Mais une grande partie des attentes concernent les rôles et attitudes, la supervision, … Même si ce n’est pas formulé comme ça, c’est probablement une indication sur le type de méthodes à mettre en œuvre.

Énoncés retenus

AS

-  Je suis à la recherche de formations concernant la santé mentale mais elles sont surtout destinées aux médecins.

-  Apprendre à ne pas faire à la place des gens.

IGC

-  En fonction des contenus (CITÉ 2 FOIS).

-  On fait parti du même groupe de recyclage obligatoire qu’on ne voit pas comme une obligation. On choisit nos thèmes en fonction nos besoins.

-  On se spécialise dans ce qu’on connaît déjà bien.

-  Approche psy (soins palliatifs p.ex).

-  Approche pluridisciplinaire (soins palliatifs, p.ex).

-  Au niveau de la formation commune il faudrait passer par une application de ce que nous avons comme terrain commun, la formation pourrait se trouver au niveau de ces terrains communs.

IGL

-  Ce que je sens pouvant être important pour moi et pour les patients de la maison médicale.

-  Pour les médecins, elle est obligatoire, c’est un peu particulier. Je la suis ici à l’IGL car je décide aussi du contenu de la formation, je la suis aussi à l’université car ce sont des formations de qualité ; il y a la Société scientifique de médecine générale qui offre un large choix. Quand je vais là-bas c’est plus pour faire face à des difficultés que j’ai rencontrées ou à des obligations de me former.

-  C’est plus échanger sur des difficultés que l’on a et s’enrichir des expériences des autres.

-  Une supervision, les jeux de rôle, la mise en action et l’observation par rapport à ça.
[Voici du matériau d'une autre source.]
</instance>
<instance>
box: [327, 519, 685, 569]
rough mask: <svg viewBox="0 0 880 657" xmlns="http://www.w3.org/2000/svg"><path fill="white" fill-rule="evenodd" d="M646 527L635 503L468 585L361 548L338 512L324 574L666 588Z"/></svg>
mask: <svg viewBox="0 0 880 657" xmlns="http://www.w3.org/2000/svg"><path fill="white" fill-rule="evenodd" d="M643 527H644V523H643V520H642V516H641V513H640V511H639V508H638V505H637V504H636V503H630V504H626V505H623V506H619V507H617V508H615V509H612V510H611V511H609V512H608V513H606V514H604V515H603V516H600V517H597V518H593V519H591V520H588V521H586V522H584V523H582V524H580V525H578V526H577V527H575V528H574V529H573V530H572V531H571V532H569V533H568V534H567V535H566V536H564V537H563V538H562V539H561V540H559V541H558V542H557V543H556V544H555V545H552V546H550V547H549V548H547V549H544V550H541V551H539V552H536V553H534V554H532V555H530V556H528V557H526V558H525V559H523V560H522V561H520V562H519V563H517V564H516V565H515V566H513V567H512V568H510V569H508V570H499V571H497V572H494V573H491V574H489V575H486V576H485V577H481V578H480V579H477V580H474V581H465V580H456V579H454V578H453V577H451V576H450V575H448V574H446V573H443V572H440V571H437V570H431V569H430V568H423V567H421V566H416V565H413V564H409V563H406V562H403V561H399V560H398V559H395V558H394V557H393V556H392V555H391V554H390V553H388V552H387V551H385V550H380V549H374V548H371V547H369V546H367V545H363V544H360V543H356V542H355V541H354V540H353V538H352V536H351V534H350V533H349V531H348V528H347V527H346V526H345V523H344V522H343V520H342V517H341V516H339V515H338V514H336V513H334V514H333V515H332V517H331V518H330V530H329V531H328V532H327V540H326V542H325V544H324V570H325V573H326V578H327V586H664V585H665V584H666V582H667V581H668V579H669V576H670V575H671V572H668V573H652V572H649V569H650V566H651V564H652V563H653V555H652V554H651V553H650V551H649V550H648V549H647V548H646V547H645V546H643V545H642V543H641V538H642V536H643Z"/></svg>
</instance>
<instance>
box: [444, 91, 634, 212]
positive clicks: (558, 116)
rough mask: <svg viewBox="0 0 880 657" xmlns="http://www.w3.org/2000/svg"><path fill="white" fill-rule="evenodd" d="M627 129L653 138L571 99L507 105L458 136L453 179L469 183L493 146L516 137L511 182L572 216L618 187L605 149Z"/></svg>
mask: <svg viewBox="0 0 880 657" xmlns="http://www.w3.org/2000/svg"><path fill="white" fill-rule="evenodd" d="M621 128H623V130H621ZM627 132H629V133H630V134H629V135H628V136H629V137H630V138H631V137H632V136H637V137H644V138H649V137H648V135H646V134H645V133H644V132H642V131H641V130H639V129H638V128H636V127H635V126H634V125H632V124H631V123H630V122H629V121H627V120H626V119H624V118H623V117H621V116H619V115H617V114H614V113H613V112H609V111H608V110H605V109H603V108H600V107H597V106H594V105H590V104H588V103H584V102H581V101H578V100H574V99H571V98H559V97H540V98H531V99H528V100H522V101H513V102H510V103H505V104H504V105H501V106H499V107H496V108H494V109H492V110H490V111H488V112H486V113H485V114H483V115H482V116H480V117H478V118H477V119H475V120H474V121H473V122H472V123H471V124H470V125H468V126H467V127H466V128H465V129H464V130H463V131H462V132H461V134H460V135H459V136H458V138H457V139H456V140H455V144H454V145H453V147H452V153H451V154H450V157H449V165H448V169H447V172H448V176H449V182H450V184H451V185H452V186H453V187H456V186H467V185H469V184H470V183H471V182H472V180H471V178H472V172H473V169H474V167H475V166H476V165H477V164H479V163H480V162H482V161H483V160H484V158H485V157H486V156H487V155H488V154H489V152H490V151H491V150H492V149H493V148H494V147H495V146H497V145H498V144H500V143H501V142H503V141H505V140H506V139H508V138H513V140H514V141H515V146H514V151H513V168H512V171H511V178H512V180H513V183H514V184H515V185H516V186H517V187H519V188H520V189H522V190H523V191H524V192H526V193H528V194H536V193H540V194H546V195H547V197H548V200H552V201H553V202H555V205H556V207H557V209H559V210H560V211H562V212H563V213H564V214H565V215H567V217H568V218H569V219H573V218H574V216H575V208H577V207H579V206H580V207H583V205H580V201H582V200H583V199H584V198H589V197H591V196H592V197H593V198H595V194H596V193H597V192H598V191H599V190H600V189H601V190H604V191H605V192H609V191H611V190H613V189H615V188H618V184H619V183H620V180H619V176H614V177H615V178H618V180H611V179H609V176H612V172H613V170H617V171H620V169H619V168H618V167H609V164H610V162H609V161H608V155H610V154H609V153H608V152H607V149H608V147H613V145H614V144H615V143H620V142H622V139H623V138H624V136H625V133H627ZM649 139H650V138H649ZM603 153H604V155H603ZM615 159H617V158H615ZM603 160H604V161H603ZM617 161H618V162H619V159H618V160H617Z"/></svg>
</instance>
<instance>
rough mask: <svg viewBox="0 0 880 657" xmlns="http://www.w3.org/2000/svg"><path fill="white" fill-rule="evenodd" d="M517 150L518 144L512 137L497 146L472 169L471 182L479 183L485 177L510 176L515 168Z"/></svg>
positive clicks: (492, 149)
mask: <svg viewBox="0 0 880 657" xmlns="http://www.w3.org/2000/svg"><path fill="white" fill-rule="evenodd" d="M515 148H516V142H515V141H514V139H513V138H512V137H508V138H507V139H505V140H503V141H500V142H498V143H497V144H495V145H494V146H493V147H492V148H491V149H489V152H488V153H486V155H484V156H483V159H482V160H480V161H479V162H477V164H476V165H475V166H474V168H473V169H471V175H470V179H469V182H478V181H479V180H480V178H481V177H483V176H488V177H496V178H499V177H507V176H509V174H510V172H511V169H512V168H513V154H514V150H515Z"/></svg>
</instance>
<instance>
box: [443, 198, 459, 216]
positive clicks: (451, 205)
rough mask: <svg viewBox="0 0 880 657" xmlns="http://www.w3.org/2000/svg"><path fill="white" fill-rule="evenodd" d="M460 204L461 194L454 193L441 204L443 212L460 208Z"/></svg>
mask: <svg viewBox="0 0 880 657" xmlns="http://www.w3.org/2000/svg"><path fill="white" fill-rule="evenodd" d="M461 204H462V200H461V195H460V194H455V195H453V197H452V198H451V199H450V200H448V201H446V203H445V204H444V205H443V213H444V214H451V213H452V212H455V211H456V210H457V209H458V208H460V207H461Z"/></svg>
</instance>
Il faut se lancer et je trouve les jeux de rôle très importants dans la relation, l’analyse, être observé dans ce que l’on fait et s’améliorer.

-  C’est au bout quand même de quelque temps que l’on se rend compte de ses lacunes.

-  Il y a un mot commun c’est « soignant ». Je pense à un questionnement où chacun devrait se positionner par rapport à ce rôle et il y a une base commune, un travail qui peut être très intéressant et toucher tous les secteurs en même temps.

kiné

-  C’est surtout en fonction du contenu plutôt que du lieu.

-  Manque de supervision entre nous : analyse de la façon dont on travaille ; l’auto évaluation.

MG

-  La formation ne doit pas être automatiquement liée à ce que l’on aime, pour moi c’est aussi important de faire autre chose et d’apprendre autre chose.

-  La formation par rapport aux rencontres que l’on peut faire.

Rentrontre avec les enseignants

Une rencontre a été organisée avec un groupe de formateurs d’infirmièr-e-s, de kiné, de médecins généralistes et de travailleurs sociaux. L’entretien était centré sur les initiatives existantes pour tenter de rencontrer les critiques qui sont faites à la formation des intervenants.

Les préoccupations exprimées dans les groupes précédents sont partagées. Il y a une volonté de les rencontrer. Les médecins généralistes qui sortent seraient globalement plutôt satisfaits de leur formation, d’après les enseignants qui se sont exprimés.

Des initiatives existent pour organiser la transversalité entre disciplines durant les études. Ces initiatives restent isolées, ponctuelles et internes aux institutions.

Le groupe a pointé la difficulté de travailler certaines dimensions du soin en-dehors de la confrontation à la pratique. Les responsables de départements universitaires de médecine générale regrettent le manque d’articulation entre un projet politique et le milieu académique.

Dans les autres disciplines, on évoque les contradictions entre la réalité des stages et du travail et les valeurs enseignées. Ça concerne, par exemple, la place du patient, son autonomie.

Les initiatives qui existent résultent d’énergies individuelles dans des conjonctures favorables. Les freins à ces initiatives sont la puissance du système hospitalier, les barrières institutionnelles, les modèles de rôles, la complexité croissante du métier.